Sunday, November 27, 2011


Theatre Around DC-Arena Stage, Signature, WSC Avant Bard

If you have the itch to catch theatre that will enthrall you, then I strongly urge you to visit Arena Stage and see Equivocation.

Equivocation, a play by Bill Cain and directed by Bill Rauch, will keep you on your toes and never bore you, in fact you will sit and try your darnest to put all the plays together, for the playwright has sewed several bits and parts together to help create a memorable night out for engaging theatre. To top it off, the cast is perfect and they work in tandem and yet even when they play several different characters one is never confused by it. I can't push this play more than any serious play I have seen in a long time. When the audience gives it a standing ovation during the first week, if not the first night's performance, trust me you can't go wrong.

I can't end this without saying that the new actors, Gregory Linington and John Tufts, making their debut at Arena, are super!

Hairspray at Signature:
Now for the sublime, if you have the urge to cut loose and simply enjoy a good musical, then I suggest you go to the Signature Theatre in Arlington to see Hairspray.

This musical made famous by John Waters' film with the play's book by Mark O'Donnell and Thomas Meehan and the lyrics by Scott Wittman and Marc Shaiman can certainly let you forget about office politics and the minutia we all have to manage.

Once again Eric Schaeffer, Arlington's director guru of theatre, with Karma Camp and Brianne Camp as choreographers put on a very entertaining evening of retro-theatre (pre-interracial dancing on TV).

Carolyn Cole in the leading role of Tracy Turnblad, along with Nova Y. Payton as Motormouth Maybelle both bring down the house. Stephen Gregory Smith again plays his role well, as he did in the last play titled The Boy Detective Falls--it's his keen ability to move in and out of characters with a wide range of depth and age.

Then for those of you who are used to listening or watching Robert Aubry Davis, hold on to your seats because he is playing the role made famous by Divine, no other than Edna Turnblad.
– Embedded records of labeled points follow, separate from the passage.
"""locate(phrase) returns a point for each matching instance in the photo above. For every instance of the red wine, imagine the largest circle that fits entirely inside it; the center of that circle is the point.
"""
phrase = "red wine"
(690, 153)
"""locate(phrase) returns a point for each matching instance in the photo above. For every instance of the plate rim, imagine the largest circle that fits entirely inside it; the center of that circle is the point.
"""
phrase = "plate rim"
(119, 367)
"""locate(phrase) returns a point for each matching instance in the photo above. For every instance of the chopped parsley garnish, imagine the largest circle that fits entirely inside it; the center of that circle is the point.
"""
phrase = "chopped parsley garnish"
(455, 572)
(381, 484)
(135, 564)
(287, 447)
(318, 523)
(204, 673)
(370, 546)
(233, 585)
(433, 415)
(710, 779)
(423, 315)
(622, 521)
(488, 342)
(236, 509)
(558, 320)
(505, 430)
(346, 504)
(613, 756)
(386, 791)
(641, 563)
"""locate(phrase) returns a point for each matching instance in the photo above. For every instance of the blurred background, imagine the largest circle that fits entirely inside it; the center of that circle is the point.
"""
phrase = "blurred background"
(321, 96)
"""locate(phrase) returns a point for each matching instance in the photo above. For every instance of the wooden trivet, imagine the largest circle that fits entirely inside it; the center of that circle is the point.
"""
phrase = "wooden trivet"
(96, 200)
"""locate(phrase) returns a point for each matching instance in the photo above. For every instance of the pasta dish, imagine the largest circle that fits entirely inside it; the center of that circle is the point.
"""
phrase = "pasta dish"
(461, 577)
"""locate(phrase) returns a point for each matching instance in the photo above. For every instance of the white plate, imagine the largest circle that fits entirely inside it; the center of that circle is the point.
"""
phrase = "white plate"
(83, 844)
He does it well and his nervous itch adds to the character's actual role on stage; he manages to sign and dance and why on Earth was he not available instead of John Travolta when they redid the film a few years ago.

The Mistorical Hystery of Henry (I)V at WSC Avant Bard:
But if you are still wanting more Shakespeare but a bit shaken and not stirred, then get yourself to the Artisphere in Rossyln, Arlington.

This mixture of plays is adapted and directed by Tom Mallan with a very large cast but they move and shake and you will not be bored but you might have a challenge trying to keep the mixture of plays apart, so be prepared.

The use of visuals is truly awesome and one doesn't get it all until the very end, so I won't give it away.

So there you are. I'm sure there are other deserving plays showing but these were my past week's escape to theatre as I'm really an actor wanting my own stage, as I tell my students often.